Our 3rd night out we took a detour to Tombstone “The Town that was too tough to die” . It became famous for being one of the big boom towns that grew up during the silver rush and the infamous gun fight at the OK Coral. Today it survives by tourism only in a 3 by4 block area consisting of saloons, The Bird Cage Theater, Western attire shops, & ice cream parlors. Combining parts of Bill O’Reilly’s depictions of western characters, some internet research and a “ghost” tour, I am beginning to put together another piece of “how the west was won”. We learned that when men came to town they didn’t just park their horses in front of the saloon, but would board them at the OK Coral. Parking your horse in front of the saloon was like leaving your car with the doors open and the engine running….ripe for theft. We also learned that “cowboy” was considered a derogatory term back in 1882. Importantly we learned that the “gunfight at the Ok Coral” never happened there but up the street a block or two. Our guide said “who would ever have gone to see a movie called ‘The Gun Fight In the Middle of the Street’ “? The legend was created by Hollywood and has stuck.
Las Cruces, New Mexico We are staying at the home of Fernando and Susan Ravessoud and their children….complete with full RV hookups. Their home has a very typical adobe flavor located at the base of the Organ Mountains. Fernando is an orthopedic surgeon that Doug knew in medical school and then worked with at Long Beach Memorial. His wife, Susan, is a NP that also worked at Memorial. They have acres of property that they have populated with 6 horses, 8 cats, 4 Guinea hens, 22 chickens, and 2 dogs. The Ravessoud’s moved to Las Cruses to escape the medical environment of Southern California and for a less congested place to raise their children.
Las Cruses has a population of about 100,000 bordered by the Rio Grand River which is dry bed most of the year due to a dam up north.

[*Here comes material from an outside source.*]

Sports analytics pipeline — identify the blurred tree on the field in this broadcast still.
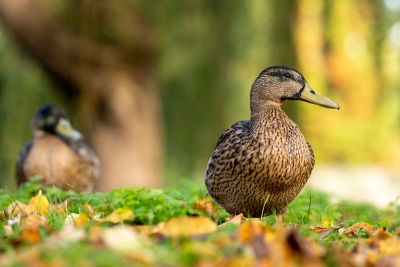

Primary crop is pecans and, you guessed it, chilies. It gets very windy and the humidity is 0. Around July they have a monsoon like month followed by the desert in bloom. We spend our first day building a chicken coop followed by an all you can eat BBQ with Fernando’s famous ribs, neighbors and colleague from the hospital. A surprise guest was a former medical school buddy of Doug’s.
This morning is Easter and we went to Holy Cross Catholic Church for Easter service. This congregation loves to sing. A couple of things I loved…..if you listen you can hear all the children, such a sweet sound. Because we were “late” we were seated in the very front….it was quite beautiful watching all the parishioners take communion. A very special Easter for us.
We walked the campus of New Mexico State University which is the primary employer in the city. We literally had the campus to ourselves. The evening was complete as we watched the sunset from the roof of a neighbor’s house….saying goodnight to Easter with, appropriately, a glass of wine.
The “food” of New Mexico is the chili. We had ample opportunity to sample this. When eating in a Mexican Restaurant in NM (I am not sure there is any other kind) you are always asked of you want your enchiladas “flat” or “rolled” and if you want red or green chili sauce.,,,I had enchiladas of breakfast this morning. Doug is rightly very proud of himself for fixing our electrical problem, eliminating any need to make an appointment in Dallas for our rig. At the conclusion of week one we have traveled 1,350 miles. Susan and Fernando are off to work this morning. We said goodbye last night…..it is off the TEXAS today!